Evidence in a post-truth world? #contentmarketing

Are proof-points passé in a post-truth world?

On the contrary, they are more important than ever.

In a world of Putin, Trump and the Brexit campaign, it’s tempting to think that evidence simply doesn’t matter anymore. Can’t you just say anything you like, as long as you repeat it loudly and persistently?

Here are two reasons why that would be a mistake, especially if your audience is one of B2B decision makers.

Firstly, the audience on which post-truth works are, broadly, uninformed and unengaged. As Jason Brennan observes in his excellent book Against Democracy, the electorate consists largely of hobbits and hooligans. Hobbits neither know nor care about politics; hooligans care, but have deeply entrenched, one-sided beliefs. The depth of general ignorance is astonishing: 40% of Americans don’t know whom the US fought in World War II, 73% don’t understand what the Cold War was about. In an election year, most citizens can’t identify any local candidates, they generally don’t know who controls Congress or which party enacted key legislation. These are US stats, but the UK picture is surely little different; just witness the half-truths that voters appeared to lap up during the Brexit campaign (£350m per week for the NHS, anyone?).
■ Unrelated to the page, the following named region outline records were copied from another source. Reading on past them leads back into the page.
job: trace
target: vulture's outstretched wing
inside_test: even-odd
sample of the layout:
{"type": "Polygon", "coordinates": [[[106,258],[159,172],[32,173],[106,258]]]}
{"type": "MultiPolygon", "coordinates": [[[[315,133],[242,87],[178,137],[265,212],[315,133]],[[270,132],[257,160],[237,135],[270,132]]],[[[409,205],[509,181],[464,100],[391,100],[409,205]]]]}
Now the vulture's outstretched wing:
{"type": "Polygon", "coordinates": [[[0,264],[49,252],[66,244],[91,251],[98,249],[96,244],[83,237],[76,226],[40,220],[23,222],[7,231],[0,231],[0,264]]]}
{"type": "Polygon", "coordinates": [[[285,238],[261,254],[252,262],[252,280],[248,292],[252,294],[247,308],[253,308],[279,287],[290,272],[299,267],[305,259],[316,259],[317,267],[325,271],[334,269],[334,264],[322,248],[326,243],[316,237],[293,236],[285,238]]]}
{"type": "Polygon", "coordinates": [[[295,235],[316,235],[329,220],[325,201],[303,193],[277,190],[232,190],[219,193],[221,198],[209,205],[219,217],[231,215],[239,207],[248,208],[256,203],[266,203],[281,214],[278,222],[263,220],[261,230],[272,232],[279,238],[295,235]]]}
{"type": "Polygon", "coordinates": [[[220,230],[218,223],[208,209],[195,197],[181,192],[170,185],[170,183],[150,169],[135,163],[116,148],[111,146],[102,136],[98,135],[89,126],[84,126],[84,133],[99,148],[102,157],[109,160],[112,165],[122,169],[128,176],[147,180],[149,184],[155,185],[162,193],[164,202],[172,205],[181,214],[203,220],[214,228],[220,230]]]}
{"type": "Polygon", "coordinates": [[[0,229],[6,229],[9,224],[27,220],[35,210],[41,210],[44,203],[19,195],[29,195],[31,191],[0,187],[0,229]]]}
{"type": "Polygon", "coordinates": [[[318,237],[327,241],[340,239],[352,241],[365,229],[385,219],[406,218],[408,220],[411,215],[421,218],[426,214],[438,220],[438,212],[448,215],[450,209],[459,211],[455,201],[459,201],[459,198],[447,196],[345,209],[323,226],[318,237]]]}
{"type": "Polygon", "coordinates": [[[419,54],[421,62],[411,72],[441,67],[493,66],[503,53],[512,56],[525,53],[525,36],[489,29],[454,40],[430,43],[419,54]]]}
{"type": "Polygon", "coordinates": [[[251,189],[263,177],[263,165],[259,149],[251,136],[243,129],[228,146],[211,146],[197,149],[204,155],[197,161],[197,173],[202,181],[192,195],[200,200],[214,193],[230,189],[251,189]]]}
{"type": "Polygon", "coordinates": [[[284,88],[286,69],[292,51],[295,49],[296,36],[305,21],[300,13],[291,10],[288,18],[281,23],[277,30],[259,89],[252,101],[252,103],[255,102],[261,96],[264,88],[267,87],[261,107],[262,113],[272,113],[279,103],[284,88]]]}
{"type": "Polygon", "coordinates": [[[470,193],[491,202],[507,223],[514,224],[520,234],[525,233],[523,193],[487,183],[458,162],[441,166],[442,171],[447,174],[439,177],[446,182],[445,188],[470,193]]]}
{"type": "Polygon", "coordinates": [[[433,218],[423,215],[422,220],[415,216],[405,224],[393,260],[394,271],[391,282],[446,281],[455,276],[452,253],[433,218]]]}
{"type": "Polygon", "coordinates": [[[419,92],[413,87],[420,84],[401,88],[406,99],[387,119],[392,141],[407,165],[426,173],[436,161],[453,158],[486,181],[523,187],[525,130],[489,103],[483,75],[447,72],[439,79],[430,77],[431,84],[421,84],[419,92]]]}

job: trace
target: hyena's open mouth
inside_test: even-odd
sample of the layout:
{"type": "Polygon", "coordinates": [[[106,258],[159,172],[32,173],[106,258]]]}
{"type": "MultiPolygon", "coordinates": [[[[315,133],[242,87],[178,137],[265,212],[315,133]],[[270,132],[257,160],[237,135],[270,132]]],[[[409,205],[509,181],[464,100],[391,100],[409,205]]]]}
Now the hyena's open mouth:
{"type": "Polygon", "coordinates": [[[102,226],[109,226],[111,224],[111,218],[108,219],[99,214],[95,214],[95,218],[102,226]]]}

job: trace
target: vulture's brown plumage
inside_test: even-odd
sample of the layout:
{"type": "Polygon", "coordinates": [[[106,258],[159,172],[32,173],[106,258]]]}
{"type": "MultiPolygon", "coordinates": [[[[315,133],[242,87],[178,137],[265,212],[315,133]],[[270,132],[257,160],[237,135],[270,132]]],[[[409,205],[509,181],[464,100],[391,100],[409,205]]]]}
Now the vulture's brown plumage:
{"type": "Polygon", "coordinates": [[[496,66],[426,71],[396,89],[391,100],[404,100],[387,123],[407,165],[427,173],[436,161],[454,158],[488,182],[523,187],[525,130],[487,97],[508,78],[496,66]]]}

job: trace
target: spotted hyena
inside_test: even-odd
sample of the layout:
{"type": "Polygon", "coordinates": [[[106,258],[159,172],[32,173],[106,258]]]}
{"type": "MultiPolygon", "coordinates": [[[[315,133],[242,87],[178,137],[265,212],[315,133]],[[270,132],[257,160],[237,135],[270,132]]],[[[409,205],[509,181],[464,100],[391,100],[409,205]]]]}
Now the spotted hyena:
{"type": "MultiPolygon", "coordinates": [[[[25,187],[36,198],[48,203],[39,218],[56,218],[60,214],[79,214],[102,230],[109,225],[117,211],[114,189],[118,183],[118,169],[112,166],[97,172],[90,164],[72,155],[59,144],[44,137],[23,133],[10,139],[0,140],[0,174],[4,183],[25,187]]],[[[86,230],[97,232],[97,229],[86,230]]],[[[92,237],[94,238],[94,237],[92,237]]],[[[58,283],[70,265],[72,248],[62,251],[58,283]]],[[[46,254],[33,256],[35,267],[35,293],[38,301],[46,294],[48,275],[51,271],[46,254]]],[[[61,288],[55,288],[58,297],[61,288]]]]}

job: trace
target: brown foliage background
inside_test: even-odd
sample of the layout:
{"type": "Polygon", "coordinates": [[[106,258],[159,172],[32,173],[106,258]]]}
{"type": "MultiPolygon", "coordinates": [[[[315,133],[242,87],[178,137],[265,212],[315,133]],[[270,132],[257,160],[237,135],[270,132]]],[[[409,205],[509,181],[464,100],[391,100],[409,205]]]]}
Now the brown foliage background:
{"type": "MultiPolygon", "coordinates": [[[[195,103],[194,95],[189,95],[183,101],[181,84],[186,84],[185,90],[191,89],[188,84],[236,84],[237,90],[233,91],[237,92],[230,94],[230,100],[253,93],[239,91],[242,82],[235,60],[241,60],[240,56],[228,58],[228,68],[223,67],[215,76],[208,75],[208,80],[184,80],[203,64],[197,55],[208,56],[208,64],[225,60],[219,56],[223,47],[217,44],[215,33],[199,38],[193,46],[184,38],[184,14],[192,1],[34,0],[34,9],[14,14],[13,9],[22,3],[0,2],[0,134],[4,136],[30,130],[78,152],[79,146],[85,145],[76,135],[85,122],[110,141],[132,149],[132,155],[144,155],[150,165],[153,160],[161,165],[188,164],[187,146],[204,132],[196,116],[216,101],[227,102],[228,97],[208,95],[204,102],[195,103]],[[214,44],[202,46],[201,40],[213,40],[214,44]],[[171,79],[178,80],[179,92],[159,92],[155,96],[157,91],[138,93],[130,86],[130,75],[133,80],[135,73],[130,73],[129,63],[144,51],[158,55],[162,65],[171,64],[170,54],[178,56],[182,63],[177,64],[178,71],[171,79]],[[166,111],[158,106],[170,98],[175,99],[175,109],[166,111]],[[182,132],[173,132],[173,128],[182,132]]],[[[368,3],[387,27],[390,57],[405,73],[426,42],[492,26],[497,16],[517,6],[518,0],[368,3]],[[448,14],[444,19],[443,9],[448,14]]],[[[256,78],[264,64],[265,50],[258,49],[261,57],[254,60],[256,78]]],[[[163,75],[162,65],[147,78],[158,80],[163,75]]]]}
But, this is not your audience. In B2B, your audience is both engaged and informed (at least to some degree) about your topic. Their success is tied to their decision to buy (or not) whatever you’re selling. This is not an audience that will passively accept whatever you say.

The second reason, is a consequence of the above. In all likelihood, your audience of business decision makers is better-informed than average. It has heard of “post-truth” and scratched its head at brazen denials in the face of photographs that prove the lie. What happens in the political world at large is one thing, but what happens in their own domain is quite another.

As a result, your audience is now more cynical than ever.

To succeed, you don’t just need evidence, you need a body of credible, relevant evidence. And, the more credible the better: leading brands, senior executives and hard, significant proof-points.

Good, credible evidence is more important than ever.